Cinq mois se sont écoulés depuis les inondations du 30 mars qui ont plongé les habitants de Canal Dayot dans la terreur. Et les travaux d’élargissement prévus afin d’éviter qu’un tel drame ne se reproduise, accusent du retard. « Travay-la pou konplete ou pas ? », se demandent les habitants, qui réalisent que la saison des pluies approchent…
Nwarang Ltd, le contracteur des travaux d’élargissement, a dû stopper ses machines en raison d’une demande d’injonction de Gaz industriel Ltd, qui reprochait notamment au promoteur d’avoir « encroaching and trespassing » une partie de son terrain d’une superficie d’un arpent et 26 perches, qui longe la rivière Saint Louis. Mais selon M. Futtoo, ingénieur au ministère des Infrastructures publiques, la demande d’injonction est tombée d’elle-même car les travaux n’étaient pas effectués sur le terrain de Gaz Industriel. Mais cette bonne nouvelle, ne rassure pas pour autant les habitants de Canal Dayot. Car, on leur avait annoncé que les travaux allaient s’achever le 2 septembre. Or, soutiennent-ils, il n’y a pas grand chose qui a été fait jusqu’à présent. « Bann travo-la pou Konplete ou pa ? Eski pou fer ou pa pou fer ? », s’interrogent Ryan, un habitant de cette région. Il dit craindre l’arrivée de la saison des pluies et devoir revivre le même calvaire que celui du 30 mars. « Ena enn ti baraz an ros, kan dilo pou vini, eski sa baraz-la pou tini ? »

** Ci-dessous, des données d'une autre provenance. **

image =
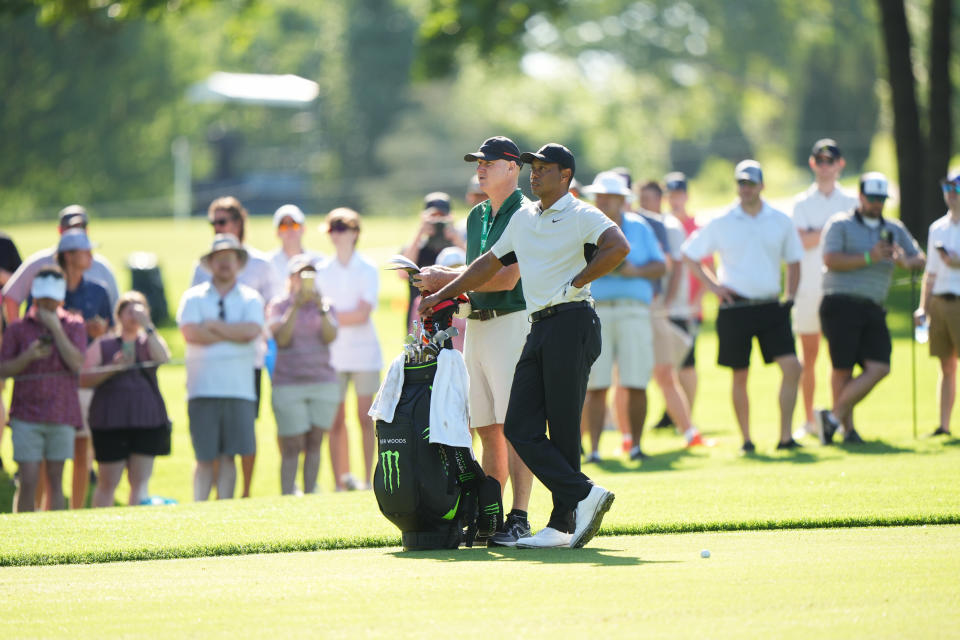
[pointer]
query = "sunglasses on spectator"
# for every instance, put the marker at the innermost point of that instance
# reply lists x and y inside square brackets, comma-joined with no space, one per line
[338,226]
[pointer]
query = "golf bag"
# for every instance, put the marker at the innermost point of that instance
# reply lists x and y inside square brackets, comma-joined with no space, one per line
[437,495]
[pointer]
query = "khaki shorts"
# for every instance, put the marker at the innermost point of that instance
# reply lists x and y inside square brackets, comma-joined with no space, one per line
[301,407]
[36,441]
[626,339]
[365,383]
[491,349]
[944,327]
[806,312]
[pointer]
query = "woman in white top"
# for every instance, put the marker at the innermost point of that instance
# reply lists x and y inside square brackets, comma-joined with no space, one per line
[351,283]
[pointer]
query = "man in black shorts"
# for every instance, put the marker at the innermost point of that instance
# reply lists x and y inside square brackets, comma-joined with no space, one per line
[860,249]
[752,239]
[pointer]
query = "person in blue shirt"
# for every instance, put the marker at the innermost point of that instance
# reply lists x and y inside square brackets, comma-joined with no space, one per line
[623,300]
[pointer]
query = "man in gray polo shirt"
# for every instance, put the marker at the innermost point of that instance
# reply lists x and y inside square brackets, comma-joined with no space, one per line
[860,249]
[557,243]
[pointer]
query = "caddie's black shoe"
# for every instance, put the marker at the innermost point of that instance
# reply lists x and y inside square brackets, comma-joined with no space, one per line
[514,528]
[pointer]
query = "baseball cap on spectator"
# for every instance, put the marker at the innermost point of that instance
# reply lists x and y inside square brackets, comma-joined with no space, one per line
[874,183]
[225,242]
[291,211]
[552,153]
[496,148]
[609,183]
[74,240]
[73,215]
[826,147]
[676,181]
[300,262]
[749,170]
[452,257]
[437,200]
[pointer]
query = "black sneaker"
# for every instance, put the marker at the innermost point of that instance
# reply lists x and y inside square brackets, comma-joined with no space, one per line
[514,528]
[829,426]
[852,437]
[665,422]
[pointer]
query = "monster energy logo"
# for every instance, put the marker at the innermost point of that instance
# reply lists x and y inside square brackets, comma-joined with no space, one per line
[390,460]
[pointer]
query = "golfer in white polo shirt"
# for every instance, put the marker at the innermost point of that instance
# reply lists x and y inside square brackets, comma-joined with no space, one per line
[752,239]
[811,210]
[561,244]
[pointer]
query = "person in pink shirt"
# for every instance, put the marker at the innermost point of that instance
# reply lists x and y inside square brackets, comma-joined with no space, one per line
[43,352]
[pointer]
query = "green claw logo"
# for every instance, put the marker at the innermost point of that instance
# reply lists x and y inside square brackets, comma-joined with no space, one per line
[390,461]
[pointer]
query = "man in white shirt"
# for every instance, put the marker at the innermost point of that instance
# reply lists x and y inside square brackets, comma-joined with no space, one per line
[557,242]
[752,240]
[811,210]
[228,215]
[220,321]
[940,297]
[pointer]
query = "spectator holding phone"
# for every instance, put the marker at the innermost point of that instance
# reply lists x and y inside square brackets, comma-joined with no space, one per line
[306,391]
[940,297]
[44,350]
[860,249]
[128,418]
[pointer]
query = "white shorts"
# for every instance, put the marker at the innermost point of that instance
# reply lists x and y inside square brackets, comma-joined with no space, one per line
[627,341]
[491,350]
[806,312]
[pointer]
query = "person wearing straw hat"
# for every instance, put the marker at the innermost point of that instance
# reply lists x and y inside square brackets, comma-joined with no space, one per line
[623,299]
[940,297]
[860,250]
[752,240]
[221,321]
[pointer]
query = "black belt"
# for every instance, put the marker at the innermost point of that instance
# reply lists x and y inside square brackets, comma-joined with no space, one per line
[543,314]
[489,314]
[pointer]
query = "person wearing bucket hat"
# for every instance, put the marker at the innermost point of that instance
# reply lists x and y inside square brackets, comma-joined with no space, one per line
[44,347]
[940,297]
[227,215]
[496,326]
[860,249]
[623,299]
[560,245]
[91,300]
[752,240]
[811,210]
[221,320]
[17,288]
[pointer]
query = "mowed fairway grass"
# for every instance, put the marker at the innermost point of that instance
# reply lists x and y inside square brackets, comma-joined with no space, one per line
[828,539]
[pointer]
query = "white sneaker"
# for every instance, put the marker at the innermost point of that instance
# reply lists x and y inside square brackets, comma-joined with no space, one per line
[589,514]
[547,538]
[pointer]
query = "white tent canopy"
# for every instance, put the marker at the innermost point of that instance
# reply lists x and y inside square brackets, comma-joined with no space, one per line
[255,88]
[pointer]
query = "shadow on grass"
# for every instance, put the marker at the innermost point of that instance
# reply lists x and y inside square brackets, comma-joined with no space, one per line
[598,557]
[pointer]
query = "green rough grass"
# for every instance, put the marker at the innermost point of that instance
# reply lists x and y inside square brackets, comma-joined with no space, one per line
[876,583]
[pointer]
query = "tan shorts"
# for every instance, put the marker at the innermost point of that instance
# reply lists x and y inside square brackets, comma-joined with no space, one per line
[36,441]
[301,407]
[944,327]
[806,312]
[86,397]
[627,341]
[491,349]
[365,383]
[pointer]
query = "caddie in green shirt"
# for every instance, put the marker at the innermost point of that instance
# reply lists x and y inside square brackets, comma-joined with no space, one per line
[496,327]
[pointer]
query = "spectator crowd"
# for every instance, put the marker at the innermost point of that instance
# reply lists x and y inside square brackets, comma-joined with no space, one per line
[83,357]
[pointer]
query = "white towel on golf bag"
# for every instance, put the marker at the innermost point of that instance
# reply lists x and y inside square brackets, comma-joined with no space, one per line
[389,394]
[449,411]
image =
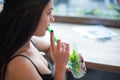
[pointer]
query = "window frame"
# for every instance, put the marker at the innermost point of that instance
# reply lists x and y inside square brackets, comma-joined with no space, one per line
[86,20]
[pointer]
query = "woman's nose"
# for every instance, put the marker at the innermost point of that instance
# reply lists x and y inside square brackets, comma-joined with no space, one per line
[52,19]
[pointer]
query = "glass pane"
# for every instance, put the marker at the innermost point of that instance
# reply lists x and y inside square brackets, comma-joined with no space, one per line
[108,9]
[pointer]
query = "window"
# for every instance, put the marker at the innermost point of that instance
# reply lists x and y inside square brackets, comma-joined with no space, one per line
[106,12]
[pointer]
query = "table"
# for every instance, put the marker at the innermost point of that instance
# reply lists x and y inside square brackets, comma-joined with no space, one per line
[97,55]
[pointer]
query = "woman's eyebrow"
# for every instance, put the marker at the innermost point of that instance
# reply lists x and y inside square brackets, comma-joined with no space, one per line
[50,9]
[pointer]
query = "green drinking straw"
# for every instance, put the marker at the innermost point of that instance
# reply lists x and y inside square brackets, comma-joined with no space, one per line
[49,30]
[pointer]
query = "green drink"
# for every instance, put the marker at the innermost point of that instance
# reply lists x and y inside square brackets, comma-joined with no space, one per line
[76,65]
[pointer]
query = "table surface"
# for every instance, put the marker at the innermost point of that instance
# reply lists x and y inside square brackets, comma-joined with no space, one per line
[97,55]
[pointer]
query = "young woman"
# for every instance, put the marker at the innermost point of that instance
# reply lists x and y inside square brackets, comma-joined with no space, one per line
[19,57]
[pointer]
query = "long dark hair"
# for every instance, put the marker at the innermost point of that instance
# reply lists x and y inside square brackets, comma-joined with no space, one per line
[17,25]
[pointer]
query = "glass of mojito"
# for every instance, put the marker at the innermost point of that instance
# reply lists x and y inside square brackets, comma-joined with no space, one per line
[76,63]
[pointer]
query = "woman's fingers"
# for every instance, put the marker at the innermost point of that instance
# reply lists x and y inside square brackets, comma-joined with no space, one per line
[52,39]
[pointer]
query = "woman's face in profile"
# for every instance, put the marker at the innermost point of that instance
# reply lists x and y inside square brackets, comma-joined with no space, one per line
[45,20]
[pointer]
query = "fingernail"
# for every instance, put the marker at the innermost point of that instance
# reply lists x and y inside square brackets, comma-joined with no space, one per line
[51,30]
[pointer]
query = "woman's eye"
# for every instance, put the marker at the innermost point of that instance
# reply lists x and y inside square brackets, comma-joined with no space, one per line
[49,13]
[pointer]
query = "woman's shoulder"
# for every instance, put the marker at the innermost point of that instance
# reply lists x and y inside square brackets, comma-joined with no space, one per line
[20,68]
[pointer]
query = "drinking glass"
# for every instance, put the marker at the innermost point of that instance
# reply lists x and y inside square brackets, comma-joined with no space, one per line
[76,62]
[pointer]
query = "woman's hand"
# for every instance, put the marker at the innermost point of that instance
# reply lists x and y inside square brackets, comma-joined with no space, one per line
[59,51]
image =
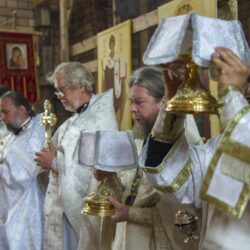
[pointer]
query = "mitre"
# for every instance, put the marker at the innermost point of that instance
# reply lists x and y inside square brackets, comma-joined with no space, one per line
[196,35]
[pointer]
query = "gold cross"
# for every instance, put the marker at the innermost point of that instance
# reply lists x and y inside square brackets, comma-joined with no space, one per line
[48,120]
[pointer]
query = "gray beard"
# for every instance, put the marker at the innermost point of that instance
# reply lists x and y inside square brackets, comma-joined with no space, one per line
[12,128]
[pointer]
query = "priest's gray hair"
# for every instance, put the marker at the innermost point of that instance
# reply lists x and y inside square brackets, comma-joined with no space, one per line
[150,78]
[75,75]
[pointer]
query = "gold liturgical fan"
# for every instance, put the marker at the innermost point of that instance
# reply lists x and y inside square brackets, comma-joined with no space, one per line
[192,97]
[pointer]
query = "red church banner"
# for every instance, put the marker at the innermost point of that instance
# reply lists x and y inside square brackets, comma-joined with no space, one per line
[17,64]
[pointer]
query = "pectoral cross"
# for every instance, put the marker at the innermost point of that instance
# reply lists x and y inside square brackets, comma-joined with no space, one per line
[48,120]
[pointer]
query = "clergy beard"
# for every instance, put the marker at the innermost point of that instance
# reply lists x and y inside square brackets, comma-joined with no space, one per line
[14,127]
[143,130]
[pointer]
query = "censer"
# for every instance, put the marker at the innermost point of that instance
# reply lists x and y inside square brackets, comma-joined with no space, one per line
[96,203]
[192,97]
[107,151]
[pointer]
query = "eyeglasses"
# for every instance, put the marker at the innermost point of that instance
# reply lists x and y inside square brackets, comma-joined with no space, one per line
[61,93]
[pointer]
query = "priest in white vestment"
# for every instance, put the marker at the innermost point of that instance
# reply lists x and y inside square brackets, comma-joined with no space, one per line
[214,176]
[146,221]
[21,197]
[70,182]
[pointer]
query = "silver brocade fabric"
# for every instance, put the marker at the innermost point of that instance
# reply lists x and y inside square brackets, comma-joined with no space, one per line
[179,35]
[21,198]
[108,150]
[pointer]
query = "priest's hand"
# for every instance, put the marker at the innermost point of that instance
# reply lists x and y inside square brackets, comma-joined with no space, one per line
[101,175]
[121,211]
[45,157]
[232,71]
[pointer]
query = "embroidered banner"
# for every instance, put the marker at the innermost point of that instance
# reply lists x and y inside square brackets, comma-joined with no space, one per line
[17,64]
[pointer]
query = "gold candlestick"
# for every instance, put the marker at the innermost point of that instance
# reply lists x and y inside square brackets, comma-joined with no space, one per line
[48,120]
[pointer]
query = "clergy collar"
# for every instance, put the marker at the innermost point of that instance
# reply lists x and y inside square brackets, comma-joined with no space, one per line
[82,108]
[23,127]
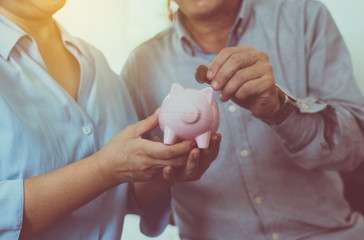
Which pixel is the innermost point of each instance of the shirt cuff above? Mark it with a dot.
(11, 208)
(302, 129)
(155, 219)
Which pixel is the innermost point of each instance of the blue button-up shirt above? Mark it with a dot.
(42, 128)
(268, 182)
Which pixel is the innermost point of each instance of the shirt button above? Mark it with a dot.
(86, 130)
(240, 30)
(258, 200)
(275, 236)
(244, 153)
(232, 108)
(304, 105)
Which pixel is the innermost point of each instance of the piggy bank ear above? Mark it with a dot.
(176, 89)
(208, 93)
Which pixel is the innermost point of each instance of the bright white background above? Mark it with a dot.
(118, 26)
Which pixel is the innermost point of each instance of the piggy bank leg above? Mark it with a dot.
(169, 136)
(203, 140)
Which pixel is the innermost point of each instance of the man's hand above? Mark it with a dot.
(246, 77)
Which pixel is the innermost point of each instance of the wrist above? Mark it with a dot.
(287, 105)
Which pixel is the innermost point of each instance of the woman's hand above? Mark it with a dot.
(197, 163)
(129, 158)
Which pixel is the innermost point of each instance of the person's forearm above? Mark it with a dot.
(50, 196)
(147, 192)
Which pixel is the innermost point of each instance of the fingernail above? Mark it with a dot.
(215, 85)
(222, 98)
(195, 156)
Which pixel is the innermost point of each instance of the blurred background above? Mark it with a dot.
(116, 27)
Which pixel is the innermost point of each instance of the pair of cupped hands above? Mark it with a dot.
(242, 74)
(130, 158)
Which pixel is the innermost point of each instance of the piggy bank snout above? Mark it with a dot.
(190, 114)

Autre source d’inquiétude des habitants : le pont étroit qui relie Canal Dayot à la route principale. Ils se demandent si l’on ne devrait pas l’agrandir pour éviter que l’eau ne déborde en cas de pluies diluviennes et ne paralyse Port-Louis. Ils craignent d’autre part que des roches près de la rivière ne s’effondrent. « Et si les enfants viennent jouer par là ? »
L’ingénieur du ministère des Infrastructures publiques fait ressortir quant à lui que les travaux reprendront la semaine prochaine. Les habitants, eux, espèrent fermement que la première phase s’achèvera comme prévu le 2 septembre.
Cependant certains habitants sont également à blâmer, entre autres, ceux qui ont construit leur maison tout près des berges de la rivière ou ceux qui obstruent le cours d’eau en y jetant leurs détritus.